Taqi Raza Khan found unexpected allies during the 2007 West Bengal local body elections when some Congress workers looking for Muslim votes provoked a demonstration against her along with the CPI(M). On November 22, the police escorted her out of Kolkata. She was flown to Jaipur and on the same day taken to Delhi and kept in ‘solitary confinement.' Outraged by the human rights violation, I contacted a number of government officials, and for weeks engaged in correspondence with political leaders including Jyoti Basu. When all those efforts, including a threat to go on a hunger strike, failed, I wrote to Manmohan Singh pleading that Taslima's expulsion from Kolkata was contrary to India's cultural tradition. I drew his attention to the 5th century Ajanta painting of the king of the Sibis, who saved a dove by giving an equal weight of his own flesh to the hawk that wanted to kill it.

The Prime Minister invariably acknowledges my communications, but the transparent sincerity and poignancy of his two-page letter dated April 4, 2008 was unprecedented. The concluding paragraph reaffirmed India's secular ideals and respect for human rights and dignity. He wrote: “India's glorious traditions of welcoming people irrespective of caste and creed, community and religion will continue, whatever be the odds. The atmosphere of hate being perpetrated by a small segment within the country will not prevent us from persisting with this tradition. We recognise Taslima Nasreen's right to remain in a country of her choice, viz., India in this case. She should also have the option to choose whichever city or state she chooses.” Taslima was delighted as it would enable her to stay on as my guest in New Delhi for as long as she wishes.

A farce

My optimism that the letter had finally snuffed out the political farce of hurt religious feeling was belied when Taslima's book Nirbasan (Exile) was barred from the Kolkata Book Fair. Before that, Deoband members prevented Salman Rushdie from attending the Jaipur Literary Festival. The bigots replayed the ludicrous drama, and took the initiative to file cases against four delegates for their “intention” to read out from The Satanic Verses , pushing Indian jurisprudence into the quagmire of endless interpretation of the freedom of expression under Article 19(2).

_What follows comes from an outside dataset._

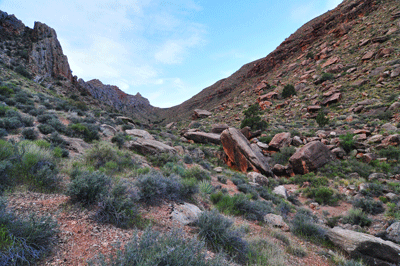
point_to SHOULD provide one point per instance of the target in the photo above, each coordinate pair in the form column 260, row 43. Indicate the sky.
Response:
column 168, row 51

The courts cannot break the stranglehold of religious bigotry so long as the fundoos and fling stones define the communal terms of reference and ignore India's agnostic civilisation, the source of our secular Constitution. I inherited my secular ideals from my mother Sumitra Kaur, who died on March 18, 1987. On top of the packet containing the Sikh Adi Granth was a photograph of Swami Vivekananda addressing university students in the United States; a hand-drawn sketch of the ‘Mother' of the Aurobindo Ashram at Pondicherry; and a miniature painting of the Sufi sage Mian Mir who laid the foundation stone of the Golden Temple in Amritsar. The Sikh holy book contains verses of both Hindu and Muslim saints — Kabir, Namdev, Sheikh Farid and other devotees of a God whom they were unwilling and unable to delimit by means of a sectarian description.

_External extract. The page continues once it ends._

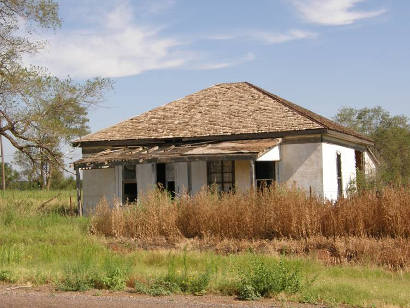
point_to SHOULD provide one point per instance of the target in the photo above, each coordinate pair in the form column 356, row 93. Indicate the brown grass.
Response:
column 373, row 225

Guru Nanak's Sikhism was inspired by India's multicultural civilisation that reflected the norms of India's traditional agnostic philosophy. He decried the caste system, empty religious ritual, pilgrimages and miracles. With his two life-long disciples, Bala, a Hindu, and Mardana, a Muslim rabab player, he built the religious edifice, as it were with “Hindu bricks and Muslim mortar of Sufi Islam,” as Khushwant Singh wrote in The History of the Sikhs .

My secular and atheist sentiments are deeply offended. I am consulting advocates on the possibility of moving against the bigots for making a mockery of India's secular Constitution and agnostic philosophy.

(UNESCO Goodwill Ambassador Madanjeet Singh is the founder of the South Asia Foundation.)